# What Is a Vandermonde Matrix?

A Vandermonde matrix is defined in terms of scalars $x_1$, $x_2$, …, $x_n\in\mathbb{C}$ by

$\notag V = V(x_1,x_2,\dots,x_n) = \begin{bmatrix} 1 & 1 & \dots & 1 \\ x_1 & x_2 & \dots & x_n \\ \vdots &\vdots & & \vdots \\ x_1^{n-1} & x_2^{n-1} & \dots & x_n^{n-1} \end{bmatrix} \in \mathbb{C}^{n\times n}.$

The $x_i$ are called points or nodes. Note that while we have indexed the nodes from $1$, they are usually indexed from $0$ in papers concerned with algorithms for solving Vandermonde systems.
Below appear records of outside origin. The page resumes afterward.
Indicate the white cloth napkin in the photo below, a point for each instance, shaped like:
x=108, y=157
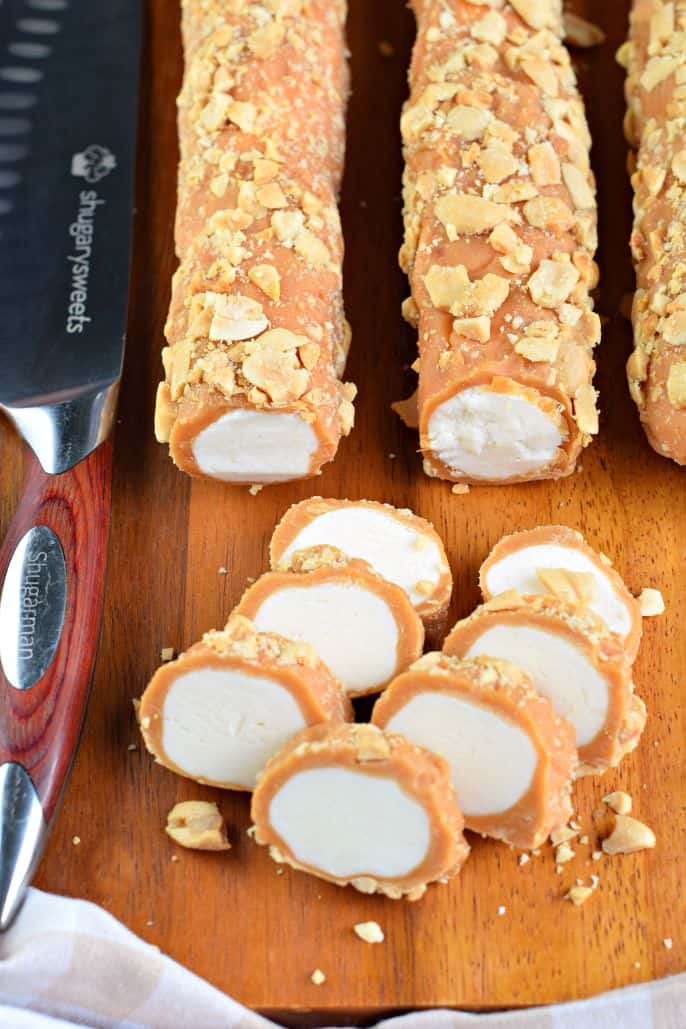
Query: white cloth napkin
x=68, y=962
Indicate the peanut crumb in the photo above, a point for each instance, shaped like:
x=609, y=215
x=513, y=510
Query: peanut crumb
x=628, y=836
x=578, y=894
x=564, y=853
x=579, y=32
x=371, y=932
x=619, y=802
x=651, y=603
x=562, y=835
x=197, y=825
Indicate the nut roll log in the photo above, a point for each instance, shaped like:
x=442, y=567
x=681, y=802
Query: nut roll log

Vandermonde matrices arise in polynomial interpolation. Suppose we wish to find a polynomial $p_{n-1}(x) = a_nx^{n-1} + a_{n-1}x^{n-2} + \cdots + a_1$ of degree at most $n-1$ that interpolates to the data $(x_i,f_i)_{i=1}^n$, that is, $p_{n-1}(x_i) = f_i$, $i=1\colon n$. These equations are equivalent to

$\notag V^Ta = f \quad \mathrm{(dual)},$

where $a = [a_1,a_2,\dots,a_n]^T$ is the vector of coefficients. This is known as the dual problem. We know from polynomial interpolation theory that there is a unique interpolant if the $x_i$ are distinct, so this is the condition for $V$ to be nonsingular.

The problem

$\notag Vy = b \quad \mathrm{(primal)}$

is called the primal problem, and it arises when we determine the weights for a quadrature rule: given moments $b_i$ find weights $y_i$ such that $\sum_{j=1}^n y_j^{} x_j^{\,i-1} = b_i$, $i=1\colon n$.

## Determinant

The determinant of $V$ is a function of the $n$ points $x_i$. If $x_i = x_j$ for some $i\ne j$ then $V$ has identical $i$th and $j$th columns, so is singular. Hence the determinant must have a factor $x_i - x_j$. Consequently, we have

$\notag \det( V(x_1,x_2,\dots,x_n) ) = c \displaystyle\prod_{i,j = 1\atop i > j}^n (x_i - x_j),$

where, since both sides have degree $n(n-1)/2$ in the $x_i$, $c$ is a constant. But $\det(V)$ contains a term $x_2 x_3^2 \dots x_n^{n-1}$ (from the main diagonal), so $c = 1$. Hence

$\notag \det(V) = \displaystyle\prod_{i,j = 1\atop i > j}^n (x_i - x_j). \qquad (1)$

This formula confirms that $V$ is nonsingular precisely when the $x_i$ are distinct.

## Inverse

Now assume that $V$ is nonsingular and let $V^{-1} = W = (w_{ij})_{i,j=1}^n$. Equating elements in the $i$th row of $WV = I$ gives

$\sum_{j=1}^n w_{ij} x_k^{\mskip1mu j-1} = \delta_{ik}, \quad k=1\colon n,$

where $\delta_{ij}$ is the Kronecker delta (equal to $1$ if $i=j$ and $0$ otherwise). These equations say that the polynomial $\sum_{j=1}^n w_{ij} x^{\mskip1mu j-1}$ takes the value $1$ at $x = x_i$ and $0$ at $x = x_k$, $k\ne i$. It is not hard to see that this polynomial is the Lagrange basis polynomial:

$\notag \sum_{j=1}^n w_{ij} x^{j-1} = \displaystyle\prod_{k=1\atop k\ne i}^n \left( \frac{x-x_k}{x_i-x_k} \right) =: \ell_i(x). \qquad (2)$

We deduce that

$\notag w_{ij} = \displaystyle\frac{ (-1)^{n-j} \sigma_{n-j}(x_1,\dots,x_{i-1},x_{i+1},\dots,x_n) } { \displaystyle\prod_{k=1 \atop k\ne i}^n (x_i-x_k) }, \qquad (3)$

where $\sigma_k(y_1,\dots,y_n)$ denotes the sum of all distinct products of $k$ of the arguments $y_1,\dots,y_n$ (that is, $\sigma_k$ is the $k$th elementary symmetric function).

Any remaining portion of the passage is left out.